Jérôme Guedj Cette année marque le quatre-vingtième anniversaire de la sécurité sociale et nous allons débuter tout à l'heure l'examen du PLFSS, un texte essentiel pour l'ensemble de nos concitoyens, mais, à vrai dire, au moment où nous débutons, nous ne savons pas exactement où nous allons. Il n'y a pas de 49.3, tant mieux, mais on a besoin quand même de quelques clarifications.
Nous avons accepté par notre non-censure de permettre à ce débat de se déployer. Votre texte a abandonné la suppression de deux jours fériés et la réforme de l'assurance chômage, c'est heureux, et vous vous êtes engagé à suspendre la réforme des retraites jusqu'au 1er janvier 2028, y compris pour les carrières longues. Mais au nom du pouvoir d'achat, préoccupation première de nos concitoyens, nous devons vous dire notre opposition ferme à l'année blanche pour toutes les pensions et toutes les prestations. Vous vous êtes d'ores et déjà engagé dans ce sens.
Au nom de notre amour de l'hôpital public, nous défendrons le renforcement de l'Ondam hospitalier d'au moins 1 milliard supplémentaire.
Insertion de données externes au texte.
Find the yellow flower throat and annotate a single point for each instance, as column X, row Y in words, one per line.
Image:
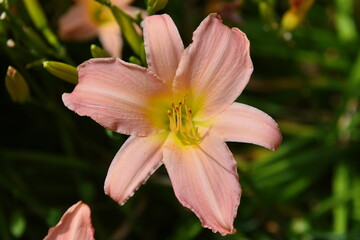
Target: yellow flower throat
column 181, row 123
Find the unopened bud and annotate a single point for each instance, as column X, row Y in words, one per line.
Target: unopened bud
column 10, row 43
column 295, row 15
column 155, row 5
column 98, row 52
column 3, row 16
column 61, row 70
column 16, row 86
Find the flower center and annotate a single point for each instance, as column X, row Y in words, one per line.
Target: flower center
column 181, row 123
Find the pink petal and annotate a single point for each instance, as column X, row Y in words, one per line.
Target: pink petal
column 205, row 180
column 111, row 39
column 122, row 3
column 243, row 123
column 75, row 24
column 163, row 46
column 116, row 95
column 215, row 68
column 75, row 224
column 137, row 159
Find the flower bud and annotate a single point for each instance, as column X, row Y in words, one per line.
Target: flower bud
column 98, row 52
column 62, row 70
column 16, row 86
column 155, row 5
column 295, row 15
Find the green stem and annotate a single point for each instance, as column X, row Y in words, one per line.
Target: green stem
column 340, row 188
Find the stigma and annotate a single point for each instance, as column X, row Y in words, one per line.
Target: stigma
column 181, row 123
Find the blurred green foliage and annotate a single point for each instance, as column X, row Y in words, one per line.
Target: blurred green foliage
column 307, row 79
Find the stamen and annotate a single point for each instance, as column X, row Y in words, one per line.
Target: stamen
column 180, row 122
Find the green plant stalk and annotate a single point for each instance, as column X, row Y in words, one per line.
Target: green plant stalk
column 126, row 24
column 39, row 19
column 356, row 192
column 128, row 29
column 344, row 20
column 341, row 184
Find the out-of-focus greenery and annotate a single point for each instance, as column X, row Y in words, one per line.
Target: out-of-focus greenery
column 307, row 79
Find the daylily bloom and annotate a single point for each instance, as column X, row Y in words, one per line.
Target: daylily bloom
column 88, row 19
column 75, row 224
column 179, row 112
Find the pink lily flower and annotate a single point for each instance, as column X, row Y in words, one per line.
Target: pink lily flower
column 88, row 19
column 75, row 224
column 179, row 112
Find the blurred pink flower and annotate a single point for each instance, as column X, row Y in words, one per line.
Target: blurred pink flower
column 88, row 19
column 179, row 111
column 75, row 224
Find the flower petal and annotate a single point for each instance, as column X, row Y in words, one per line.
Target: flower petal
column 163, row 46
column 205, row 180
column 215, row 68
column 137, row 159
column 75, row 24
column 116, row 95
column 243, row 123
column 75, row 224
column 111, row 39
column 122, row 3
Au nom de notre attachement à l'universalité de la sécurité sociale et au nom de la protection des classes moyennes et des classes populaires, nous voulons vous redire notre opposition farouche au doublement des franchises médicales. C'est de votre seul ressort car cela se fait par décret.
De la même manière, fragiliser le salaire des apprentis, plafonner les indemnités journalières, pénaliser les tickets restaurant et les chèques vacances, nous ne pourrons l'accepter.
Mais nous sommes lucides, pour renoncer à ces mesures injustes, il faut dégager d'autres économies et mieux lutter contre la fraude. Nous y sommes prêts. Mais surtout, et je le dis avec solennité, il faut mobiliser de nouvelles recettes pour la sécurité sociale. Des propositions sont sur la table, notamment sur la CSG capital, mais sans votre assentiment elles ne pourront pas prospérer.